New Approaches in designing a Zeeman-Slower

TL;DR

This paper introduces two novel design methods for Zeeman-Slows that optimize adiabatic following, resulting in increased capture velocities and reduced device length, improving efficiency and simplicity.

Contribution

The paper presents two new approaches for Zeeman-Slower design, one analytical and one optimization-based, applicable to various systems and improving performance over traditional methods.

Findings

Approx. 10% increase in maximal capture velocity with the analytical approach.
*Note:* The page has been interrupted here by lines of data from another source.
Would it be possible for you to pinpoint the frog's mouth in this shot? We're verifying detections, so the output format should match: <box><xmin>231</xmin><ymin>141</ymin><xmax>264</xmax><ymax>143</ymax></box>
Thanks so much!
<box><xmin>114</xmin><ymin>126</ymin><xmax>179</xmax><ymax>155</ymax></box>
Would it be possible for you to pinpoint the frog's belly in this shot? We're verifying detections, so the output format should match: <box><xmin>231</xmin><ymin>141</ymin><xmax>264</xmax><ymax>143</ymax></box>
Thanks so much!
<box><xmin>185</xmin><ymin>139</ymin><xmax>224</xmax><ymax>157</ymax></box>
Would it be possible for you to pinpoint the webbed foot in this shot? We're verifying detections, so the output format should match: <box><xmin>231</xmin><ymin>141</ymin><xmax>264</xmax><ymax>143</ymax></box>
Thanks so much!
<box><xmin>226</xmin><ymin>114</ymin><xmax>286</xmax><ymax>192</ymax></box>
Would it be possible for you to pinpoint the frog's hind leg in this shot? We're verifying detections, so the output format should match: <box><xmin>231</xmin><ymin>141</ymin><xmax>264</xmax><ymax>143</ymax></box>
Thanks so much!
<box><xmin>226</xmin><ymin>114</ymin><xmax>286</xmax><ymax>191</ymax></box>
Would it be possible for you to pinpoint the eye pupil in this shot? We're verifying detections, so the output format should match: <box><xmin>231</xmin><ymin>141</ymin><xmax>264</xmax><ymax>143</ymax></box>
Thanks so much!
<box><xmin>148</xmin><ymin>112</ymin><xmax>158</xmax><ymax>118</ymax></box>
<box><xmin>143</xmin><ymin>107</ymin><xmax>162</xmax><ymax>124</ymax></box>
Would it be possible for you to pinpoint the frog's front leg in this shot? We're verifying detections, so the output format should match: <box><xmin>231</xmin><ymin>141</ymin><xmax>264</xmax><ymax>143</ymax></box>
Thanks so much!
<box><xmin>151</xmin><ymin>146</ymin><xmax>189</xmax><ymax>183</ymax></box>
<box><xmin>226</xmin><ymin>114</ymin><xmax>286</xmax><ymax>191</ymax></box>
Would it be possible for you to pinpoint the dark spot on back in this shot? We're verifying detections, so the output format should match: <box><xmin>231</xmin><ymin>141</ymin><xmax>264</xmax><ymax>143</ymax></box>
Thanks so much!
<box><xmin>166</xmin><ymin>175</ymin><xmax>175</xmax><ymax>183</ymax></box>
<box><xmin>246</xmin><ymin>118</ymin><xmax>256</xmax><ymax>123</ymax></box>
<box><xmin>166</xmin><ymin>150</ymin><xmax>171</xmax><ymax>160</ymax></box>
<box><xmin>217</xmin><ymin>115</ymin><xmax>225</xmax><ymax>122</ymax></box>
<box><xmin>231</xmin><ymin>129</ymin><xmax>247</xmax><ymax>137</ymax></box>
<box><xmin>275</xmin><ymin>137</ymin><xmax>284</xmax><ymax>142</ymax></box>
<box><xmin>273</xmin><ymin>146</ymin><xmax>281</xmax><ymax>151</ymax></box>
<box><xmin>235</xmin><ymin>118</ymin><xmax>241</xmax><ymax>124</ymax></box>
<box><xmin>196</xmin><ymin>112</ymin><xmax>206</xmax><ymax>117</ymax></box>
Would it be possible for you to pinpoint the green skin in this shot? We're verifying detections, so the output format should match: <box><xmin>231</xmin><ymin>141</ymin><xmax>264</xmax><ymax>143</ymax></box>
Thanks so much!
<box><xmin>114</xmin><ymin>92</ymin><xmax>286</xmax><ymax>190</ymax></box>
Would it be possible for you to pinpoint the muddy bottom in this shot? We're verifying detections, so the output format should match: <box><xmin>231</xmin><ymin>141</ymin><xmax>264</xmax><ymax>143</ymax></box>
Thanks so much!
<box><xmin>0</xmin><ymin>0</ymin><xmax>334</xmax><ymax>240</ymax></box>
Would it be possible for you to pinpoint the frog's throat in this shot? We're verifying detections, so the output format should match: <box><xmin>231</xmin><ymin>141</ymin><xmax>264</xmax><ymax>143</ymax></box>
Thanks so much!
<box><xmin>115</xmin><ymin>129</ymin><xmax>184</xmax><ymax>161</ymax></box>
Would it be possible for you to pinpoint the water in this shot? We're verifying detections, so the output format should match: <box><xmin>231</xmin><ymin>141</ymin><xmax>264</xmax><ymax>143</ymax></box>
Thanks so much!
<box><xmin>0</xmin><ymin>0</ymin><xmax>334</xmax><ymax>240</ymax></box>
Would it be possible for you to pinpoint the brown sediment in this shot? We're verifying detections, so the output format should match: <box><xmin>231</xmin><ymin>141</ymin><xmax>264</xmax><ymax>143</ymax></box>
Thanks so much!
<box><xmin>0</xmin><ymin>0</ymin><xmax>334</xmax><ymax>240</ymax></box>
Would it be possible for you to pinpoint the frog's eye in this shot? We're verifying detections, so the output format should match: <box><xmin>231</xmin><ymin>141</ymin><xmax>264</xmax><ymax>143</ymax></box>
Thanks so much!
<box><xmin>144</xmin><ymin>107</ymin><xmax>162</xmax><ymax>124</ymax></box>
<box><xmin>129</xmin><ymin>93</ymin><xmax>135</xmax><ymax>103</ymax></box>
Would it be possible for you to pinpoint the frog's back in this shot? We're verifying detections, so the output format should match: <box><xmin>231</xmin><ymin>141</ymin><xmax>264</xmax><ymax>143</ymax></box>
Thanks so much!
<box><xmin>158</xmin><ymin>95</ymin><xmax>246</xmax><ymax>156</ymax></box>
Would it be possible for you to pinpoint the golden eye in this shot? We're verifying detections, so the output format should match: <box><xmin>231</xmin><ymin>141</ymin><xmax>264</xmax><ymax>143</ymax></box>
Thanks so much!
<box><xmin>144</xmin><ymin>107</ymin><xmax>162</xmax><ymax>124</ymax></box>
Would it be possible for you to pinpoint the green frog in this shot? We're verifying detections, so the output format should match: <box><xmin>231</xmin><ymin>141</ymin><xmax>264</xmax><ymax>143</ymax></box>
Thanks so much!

Approx. 25% reduction in slower length using the analytical method.

Approx. 9% increase in capture velocity with the optimization approach.

Abstract

We present two new approaches for the design of a Zeeman-Slower, which rely on optimal compliance with the adiabatic following condition and are applicable to a wide variety of systems. The first approach is an analytical one, based on the assumption that the noise in the system is position independent. When compared with the traditional approach, which requires constant deceleration, for a typical system, we show an improvement of $\sim$ 10% in the maximal capture velocity, allowing for a larger slower acceptance, or a reduction of $sim$ 25% in slower length, allowing for a simpler design and a better collimated beam. The second approach relies on an optimization of a system in which the magnetic field and the noise profile are well known. As an example, we use our 12-coil modular design and show an improvement of $sim$ 9% in maximal capture velocity or, alternatively, a reduction of $\sim$ 33% in slower length as compared with the traditional approach.